Background
LaSandra Price, who uses a wheelchair due to Parkinson’s disease, sued Family Dollar and its owner Wael Diab for ADA violations after encountering accessibility barriers at a Fontana store. The district court granted a default judgment and issued an injunction ordering the defendants to make specific accessibility improvements. However, the district court denied Price’s motion for attorney’s fees, ruling she was not a prevailing party because the injunction only required the defendants to comply with existing federal law.
The court’s reasoning
The Ninth Circuit held that under the Americans with Disabilities Act, a plaintiff prevails when actual relief on the merits materially alters the legal relationship between the parties by modifying the defendant’s behavior in a way that directly benefits the plaintiff. The court explained that an injunction constitutes a judicially enforceable order that subjects the defendant to further enforcement, thereby altering the legal relationship even if the underlying duty to comply with the law already existed. The court found the district court misread Ninth Circuit precedent in Fischer v. SJB-P.D. Inc., which established that a plaintiff can be a prevailing party based exclusively on injunctive relief without monetary damages.
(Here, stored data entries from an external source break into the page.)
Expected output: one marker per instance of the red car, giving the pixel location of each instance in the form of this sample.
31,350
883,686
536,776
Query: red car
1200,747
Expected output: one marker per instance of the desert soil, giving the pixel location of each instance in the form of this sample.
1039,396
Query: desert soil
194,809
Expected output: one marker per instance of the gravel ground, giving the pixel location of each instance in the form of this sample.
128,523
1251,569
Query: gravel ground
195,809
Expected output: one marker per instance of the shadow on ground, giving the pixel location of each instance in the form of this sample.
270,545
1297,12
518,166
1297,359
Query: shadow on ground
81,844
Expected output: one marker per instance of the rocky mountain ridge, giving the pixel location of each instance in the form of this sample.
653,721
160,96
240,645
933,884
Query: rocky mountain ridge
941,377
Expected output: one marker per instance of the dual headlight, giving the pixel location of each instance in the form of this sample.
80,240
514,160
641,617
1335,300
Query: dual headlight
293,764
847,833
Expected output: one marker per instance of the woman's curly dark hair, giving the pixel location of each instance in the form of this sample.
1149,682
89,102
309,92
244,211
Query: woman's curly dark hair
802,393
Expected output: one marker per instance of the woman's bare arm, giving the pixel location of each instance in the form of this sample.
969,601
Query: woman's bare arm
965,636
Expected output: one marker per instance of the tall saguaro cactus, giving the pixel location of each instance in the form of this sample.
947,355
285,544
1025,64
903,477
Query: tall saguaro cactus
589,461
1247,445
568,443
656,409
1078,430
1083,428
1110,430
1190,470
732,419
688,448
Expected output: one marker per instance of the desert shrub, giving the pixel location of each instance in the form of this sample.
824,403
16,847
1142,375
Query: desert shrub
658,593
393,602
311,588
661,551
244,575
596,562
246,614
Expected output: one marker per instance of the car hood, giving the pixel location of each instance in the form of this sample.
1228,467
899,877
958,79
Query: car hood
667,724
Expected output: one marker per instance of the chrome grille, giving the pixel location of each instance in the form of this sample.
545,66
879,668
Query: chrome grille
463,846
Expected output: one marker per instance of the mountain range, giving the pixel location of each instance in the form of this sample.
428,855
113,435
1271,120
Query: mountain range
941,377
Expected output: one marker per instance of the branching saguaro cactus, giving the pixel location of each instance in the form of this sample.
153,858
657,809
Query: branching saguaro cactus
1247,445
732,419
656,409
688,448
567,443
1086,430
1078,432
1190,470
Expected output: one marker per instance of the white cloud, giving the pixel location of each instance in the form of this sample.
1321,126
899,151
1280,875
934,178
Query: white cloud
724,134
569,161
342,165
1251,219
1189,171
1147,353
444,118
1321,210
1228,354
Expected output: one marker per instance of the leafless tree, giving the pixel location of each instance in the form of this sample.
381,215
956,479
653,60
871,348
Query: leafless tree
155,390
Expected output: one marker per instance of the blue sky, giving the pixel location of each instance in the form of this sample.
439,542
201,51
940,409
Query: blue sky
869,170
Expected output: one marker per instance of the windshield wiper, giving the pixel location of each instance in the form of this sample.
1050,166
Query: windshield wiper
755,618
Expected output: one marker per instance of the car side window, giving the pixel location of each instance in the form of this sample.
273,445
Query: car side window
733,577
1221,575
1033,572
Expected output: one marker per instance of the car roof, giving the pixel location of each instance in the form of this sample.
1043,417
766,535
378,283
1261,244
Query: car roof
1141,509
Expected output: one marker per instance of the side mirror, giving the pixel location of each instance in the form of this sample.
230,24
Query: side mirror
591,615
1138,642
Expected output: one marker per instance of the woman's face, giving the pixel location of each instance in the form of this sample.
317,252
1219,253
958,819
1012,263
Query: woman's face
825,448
A plaintiff prevails when actual relief on the merits of her claim materially alters the legal relationship between the parties by modifying the defendant’s behavior in a way that directly benefits the plaintiff.
Farrar v. Hobby, 506 U.S. 103, 111-12 (1992)
What it means going forward
Businesses facing ADA lawsuits that result in injunctive relief can no longer argue that such relief fails to confer prevailing party status simply because it mandates compliance with existing law. This ensures that plaintiffs who secure enforceable court orders for accessibility improvements are eligible to recover reasonable attorney’s fees.